Mr Brough said there will be further improvements to the system to collect more detailed vacancy information including whether any vacancies available are for babies.
"The data at national and state level is the most reliable data that has ever been available about the sector and debunks Labor’s claims that there are widespread shortages."
"We have always believed that there was a considerable number of available places but that from time to time, there would be some localised areas of demand. This data supports that view and as the system improves over time we aim to monitor those trends."
"In the Budget we announced the intention to develop a new National Child Care Management System to track childcare supply and ensure that every dollar of taxpayer assistance provides parents with quality childcare places."
"When that system is complete we will publish detailed market data so that providers have much better information than they currently have."
The Childcare Access Hotline number for parents seeking care information is 1800 670 305
Table (Vacancies By State) and Childcare Facts Attached
Some Basic Childcare Facts
- The Howard Government has doubled the number of places from 300,000 under Labor to 600,000 and invests a massive $10 billion over four years to support parent’s childcare choices.
- Since the recent Budget, 99% of the sector is now uncapped and can provide funded places where and when parents need them.
- The Australian Institute of Health and Welfare report, Trends in Affordability of Child Care Services, said that even before families received the Child Care Tax Rebate they were better off in terms of cost under the Howard Government than Labor because the proportion of income spent on out of pocket child care costs is lower than 10 years ago.
- A recent OECD report showed that the Australian Government provides higher levels of subsidy for parents childcare costs than comparable countries.
- Labor’s record on childcare is appalling:
- Women were lucky to get a job with high unemployment under Labor and there were half the number of funded child care places. State Labor Governments underfund their pre-school responsibilities proving that when in office Labor does not provide more support for early childhood care.
- Labors current proposals for childcare are unfunded, uncosted and all over the place.

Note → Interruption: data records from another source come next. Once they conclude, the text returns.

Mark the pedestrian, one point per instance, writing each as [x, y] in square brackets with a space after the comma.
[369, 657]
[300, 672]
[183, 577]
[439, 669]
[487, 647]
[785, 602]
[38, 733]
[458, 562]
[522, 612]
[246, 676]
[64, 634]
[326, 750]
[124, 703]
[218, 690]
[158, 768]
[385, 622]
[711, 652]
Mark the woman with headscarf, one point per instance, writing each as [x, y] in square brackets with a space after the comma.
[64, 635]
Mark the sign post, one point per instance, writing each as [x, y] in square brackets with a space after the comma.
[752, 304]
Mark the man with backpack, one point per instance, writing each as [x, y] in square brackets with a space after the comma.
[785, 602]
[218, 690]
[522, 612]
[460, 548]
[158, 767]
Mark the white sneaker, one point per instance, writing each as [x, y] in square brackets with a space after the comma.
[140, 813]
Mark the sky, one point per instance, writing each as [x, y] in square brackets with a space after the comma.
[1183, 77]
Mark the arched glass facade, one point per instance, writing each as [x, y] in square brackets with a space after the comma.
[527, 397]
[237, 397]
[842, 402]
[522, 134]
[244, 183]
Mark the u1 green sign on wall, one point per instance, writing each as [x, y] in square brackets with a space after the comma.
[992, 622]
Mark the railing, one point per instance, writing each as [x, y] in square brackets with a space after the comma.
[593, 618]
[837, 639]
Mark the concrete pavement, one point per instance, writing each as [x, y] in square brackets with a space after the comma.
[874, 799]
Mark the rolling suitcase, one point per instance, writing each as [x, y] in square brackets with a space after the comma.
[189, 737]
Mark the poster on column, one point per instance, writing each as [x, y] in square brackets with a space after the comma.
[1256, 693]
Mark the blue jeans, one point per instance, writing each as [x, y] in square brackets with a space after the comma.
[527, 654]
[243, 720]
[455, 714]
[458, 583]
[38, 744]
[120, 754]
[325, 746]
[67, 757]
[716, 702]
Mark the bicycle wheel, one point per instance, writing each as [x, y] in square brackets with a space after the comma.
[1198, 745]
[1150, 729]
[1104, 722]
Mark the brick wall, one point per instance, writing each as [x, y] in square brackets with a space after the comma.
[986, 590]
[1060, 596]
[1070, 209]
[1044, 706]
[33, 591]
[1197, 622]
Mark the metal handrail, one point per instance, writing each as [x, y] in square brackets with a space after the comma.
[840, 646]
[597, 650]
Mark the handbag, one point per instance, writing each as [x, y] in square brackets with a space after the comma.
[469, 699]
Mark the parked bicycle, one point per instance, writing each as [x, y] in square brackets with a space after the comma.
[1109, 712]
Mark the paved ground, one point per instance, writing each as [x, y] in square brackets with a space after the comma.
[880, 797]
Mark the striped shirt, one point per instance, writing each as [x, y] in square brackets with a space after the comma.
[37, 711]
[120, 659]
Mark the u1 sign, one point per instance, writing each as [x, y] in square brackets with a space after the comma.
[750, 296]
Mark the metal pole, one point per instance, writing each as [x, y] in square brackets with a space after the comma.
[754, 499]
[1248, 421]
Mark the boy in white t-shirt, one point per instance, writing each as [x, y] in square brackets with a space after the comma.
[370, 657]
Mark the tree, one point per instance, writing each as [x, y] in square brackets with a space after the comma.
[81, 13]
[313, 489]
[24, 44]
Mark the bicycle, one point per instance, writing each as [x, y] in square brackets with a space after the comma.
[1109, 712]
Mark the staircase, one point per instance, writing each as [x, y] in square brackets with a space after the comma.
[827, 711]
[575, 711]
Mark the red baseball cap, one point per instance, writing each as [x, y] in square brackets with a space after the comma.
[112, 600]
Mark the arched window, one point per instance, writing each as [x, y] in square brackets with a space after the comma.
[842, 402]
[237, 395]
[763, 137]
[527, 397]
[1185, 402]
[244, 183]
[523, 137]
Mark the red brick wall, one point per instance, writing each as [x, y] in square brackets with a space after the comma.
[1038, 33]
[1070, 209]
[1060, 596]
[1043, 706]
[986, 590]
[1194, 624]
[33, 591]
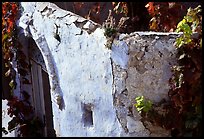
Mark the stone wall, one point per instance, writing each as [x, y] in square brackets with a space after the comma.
[87, 78]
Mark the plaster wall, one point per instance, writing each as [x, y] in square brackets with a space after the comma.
[83, 71]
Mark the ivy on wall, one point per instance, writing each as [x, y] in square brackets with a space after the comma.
[20, 110]
[182, 114]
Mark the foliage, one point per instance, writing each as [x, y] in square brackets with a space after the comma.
[182, 114]
[191, 23]
[165, 15]
[20, 110]
[111, 28]
[142, 104]
[120, 7]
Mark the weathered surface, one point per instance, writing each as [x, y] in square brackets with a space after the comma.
[86, 78]
[151, 56]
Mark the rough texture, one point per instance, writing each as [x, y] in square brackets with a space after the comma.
[151, 56]
[83, 72]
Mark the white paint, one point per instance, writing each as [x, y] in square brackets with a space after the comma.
[119, 54]
[5, 119]
[80, 71]
[83, 73]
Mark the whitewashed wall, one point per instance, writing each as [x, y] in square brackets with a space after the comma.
[83, 71]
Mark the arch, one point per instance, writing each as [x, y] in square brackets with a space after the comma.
[50, 66]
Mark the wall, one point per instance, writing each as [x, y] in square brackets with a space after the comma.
[93, 88]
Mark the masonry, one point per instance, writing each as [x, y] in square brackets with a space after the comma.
[93, 88]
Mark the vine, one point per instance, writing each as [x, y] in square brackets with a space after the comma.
[182, 114]
[20, 110]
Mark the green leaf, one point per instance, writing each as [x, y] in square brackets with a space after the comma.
[8, 73]
[12, 124]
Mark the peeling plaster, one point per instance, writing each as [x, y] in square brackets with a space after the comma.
[83, 71]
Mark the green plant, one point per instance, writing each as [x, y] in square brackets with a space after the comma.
[21, 111]
[191, 23]
[182, 113]
[142, 104]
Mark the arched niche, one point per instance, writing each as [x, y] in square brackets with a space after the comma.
[41, 95]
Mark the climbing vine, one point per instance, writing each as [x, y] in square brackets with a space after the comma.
[20, 110]
[182, 114]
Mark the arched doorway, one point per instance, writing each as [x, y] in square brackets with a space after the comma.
[41, 97]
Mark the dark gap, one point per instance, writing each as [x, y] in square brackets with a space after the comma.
[87, 116]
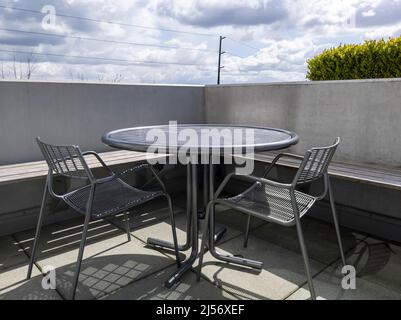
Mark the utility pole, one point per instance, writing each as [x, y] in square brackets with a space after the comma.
[220, 53]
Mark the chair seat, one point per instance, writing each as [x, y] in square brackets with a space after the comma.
[270, 203]
[111, 197]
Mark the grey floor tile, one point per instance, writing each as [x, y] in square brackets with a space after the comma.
[15, 286]
[152, 288]
[147, 214]
[162, 230]
[11, 253]
[107, 247]
[107, 266]
[282, 273]
[320, 238]
[377, 267]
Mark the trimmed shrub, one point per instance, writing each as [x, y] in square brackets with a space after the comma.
[372, 59]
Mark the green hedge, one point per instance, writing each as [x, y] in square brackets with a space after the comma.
[372, 59]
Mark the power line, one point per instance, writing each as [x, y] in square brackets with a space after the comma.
[105, 40]
[110, 22]
[98, 58]
[244, 44]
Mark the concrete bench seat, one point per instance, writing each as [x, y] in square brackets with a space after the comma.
[38, 169]
[362, 173]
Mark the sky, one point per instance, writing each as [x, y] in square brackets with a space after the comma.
[177, 41]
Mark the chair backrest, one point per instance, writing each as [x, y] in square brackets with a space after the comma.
[315, 163]
[65, 160]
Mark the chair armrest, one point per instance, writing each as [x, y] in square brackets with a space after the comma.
[278, 157]
[141, 167]
[96, 155]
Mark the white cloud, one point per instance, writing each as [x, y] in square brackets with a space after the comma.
[287, 32]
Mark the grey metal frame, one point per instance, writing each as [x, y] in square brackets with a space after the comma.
[313, 167]
[69, 161]
[133, 139]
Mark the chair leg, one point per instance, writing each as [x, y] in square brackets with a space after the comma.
[203, 243]
[126, 218]
[303, 247]
[248, 225]
[83, 242]
[172, 221]
[80, 256]
[306, 259]
[37, 233]
[335, 219]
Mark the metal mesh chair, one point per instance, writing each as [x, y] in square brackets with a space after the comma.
[278, 202]
[101, 198]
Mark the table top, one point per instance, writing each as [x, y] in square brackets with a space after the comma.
[200, 137]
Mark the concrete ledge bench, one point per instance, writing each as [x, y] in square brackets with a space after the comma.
[38, 169]
[367, 174]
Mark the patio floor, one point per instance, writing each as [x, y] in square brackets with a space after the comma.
[116, 269]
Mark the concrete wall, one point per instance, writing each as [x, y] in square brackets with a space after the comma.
[79, 113]
[365, 114]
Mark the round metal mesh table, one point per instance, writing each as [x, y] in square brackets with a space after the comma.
[140, 138]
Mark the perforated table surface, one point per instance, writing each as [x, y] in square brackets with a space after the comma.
[200, 137]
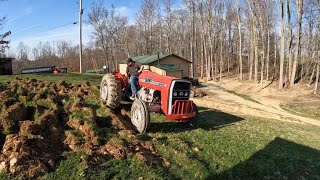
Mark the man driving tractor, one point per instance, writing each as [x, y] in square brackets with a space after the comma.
[134, 68]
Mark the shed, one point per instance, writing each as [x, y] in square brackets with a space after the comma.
[164, 64]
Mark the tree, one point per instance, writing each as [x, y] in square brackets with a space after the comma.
[282, 42]
[107, 26]
[240, 39]
[23, 51]
[4, 44]
[298, 39]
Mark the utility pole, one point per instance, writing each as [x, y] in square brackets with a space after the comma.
[80, 32]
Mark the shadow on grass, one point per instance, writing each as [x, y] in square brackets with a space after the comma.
[280, 159]
[208, 119]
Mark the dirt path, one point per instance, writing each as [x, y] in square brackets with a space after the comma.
[220, 99]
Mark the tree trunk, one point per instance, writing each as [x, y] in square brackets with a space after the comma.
[282, 48]
[298, 38]
[290, 39]
[268, 54]
[240, 41]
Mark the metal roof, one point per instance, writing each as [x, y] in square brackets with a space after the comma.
[148, 59]
[167, 67]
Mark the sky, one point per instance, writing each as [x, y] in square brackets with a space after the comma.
[32, 21]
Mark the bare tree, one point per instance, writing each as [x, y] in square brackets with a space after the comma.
[298, 39]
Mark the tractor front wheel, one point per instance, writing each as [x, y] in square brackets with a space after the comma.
[110, 91]
[140, 116]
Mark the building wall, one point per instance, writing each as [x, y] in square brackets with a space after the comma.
[158, 71]
[171, 60]
[123, 68]
[177, 74]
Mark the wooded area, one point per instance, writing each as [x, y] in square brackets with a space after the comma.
[256, 40]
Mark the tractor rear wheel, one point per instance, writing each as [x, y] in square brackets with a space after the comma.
[110, 91]
[140, 116]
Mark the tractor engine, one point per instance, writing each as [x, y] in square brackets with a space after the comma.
[149, 95]
[158, 93]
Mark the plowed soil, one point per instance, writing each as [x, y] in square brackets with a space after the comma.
[41, 120]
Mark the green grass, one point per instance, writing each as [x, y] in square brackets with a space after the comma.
[312, 111]
[242, 148]
[244, 96]
[73, 78]
[224, 146]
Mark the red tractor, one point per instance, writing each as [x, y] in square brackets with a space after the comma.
[157, 93]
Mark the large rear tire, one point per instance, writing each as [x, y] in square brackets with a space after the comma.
[140, 116]
[110, 91]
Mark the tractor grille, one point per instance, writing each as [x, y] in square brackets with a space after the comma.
[181, 87]
[182, 107]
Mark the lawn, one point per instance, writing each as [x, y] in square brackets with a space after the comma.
[223, 146]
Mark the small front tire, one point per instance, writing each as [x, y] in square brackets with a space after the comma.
[140, 116]
[110, 91]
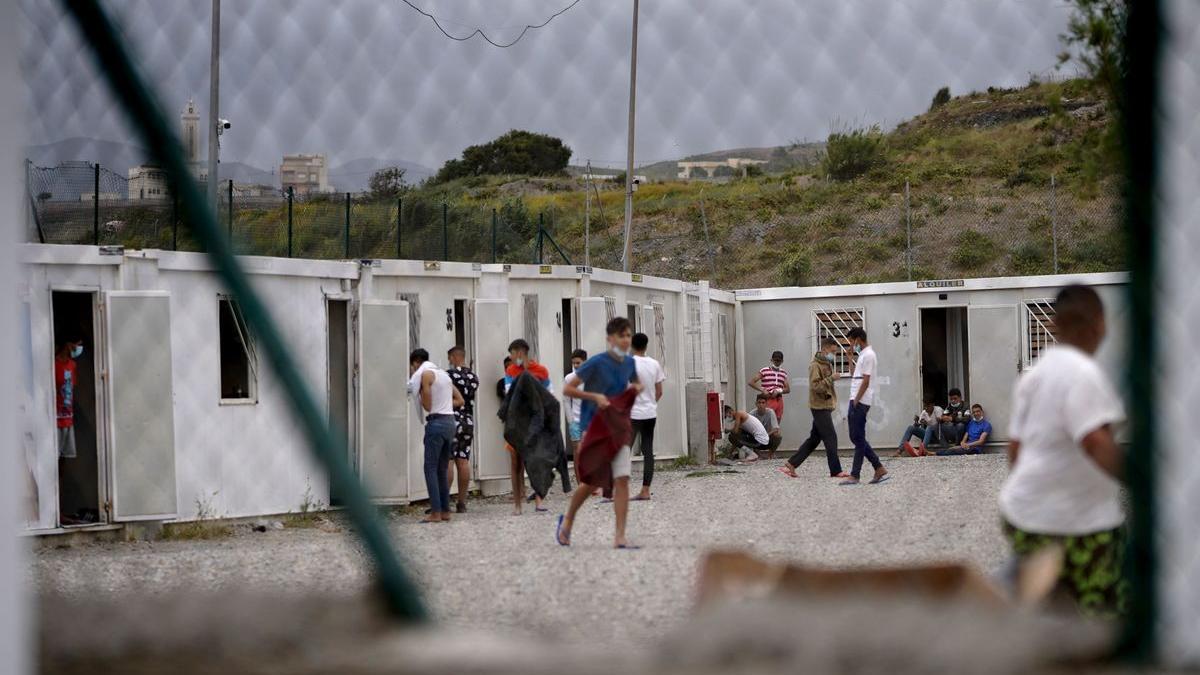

- Labor can’t say where they would build childcare centres – noting that until recently they were claiming widespread shortages existed. Their proposal depends on state governments and councils giving up free land which they could do now if they wanted to.
- Labor’s Tanya Plibersek confessed within a month of Labor’s proposal that they couldn’t end the so-called "double drop-off" because they couldn’t guarantee land would be available within the schools they expected to co-locate childcare centres.
- Labor’s childcare tax musings lack detail, are uncosted and would favour a wealthy few. Importantly, to get a tax break would require complex and costly tax rulings.
- Kim Beazley has ‘fessed up that he can’t increase childcare workers wages which his own front bench claim is the reason for worker shortages.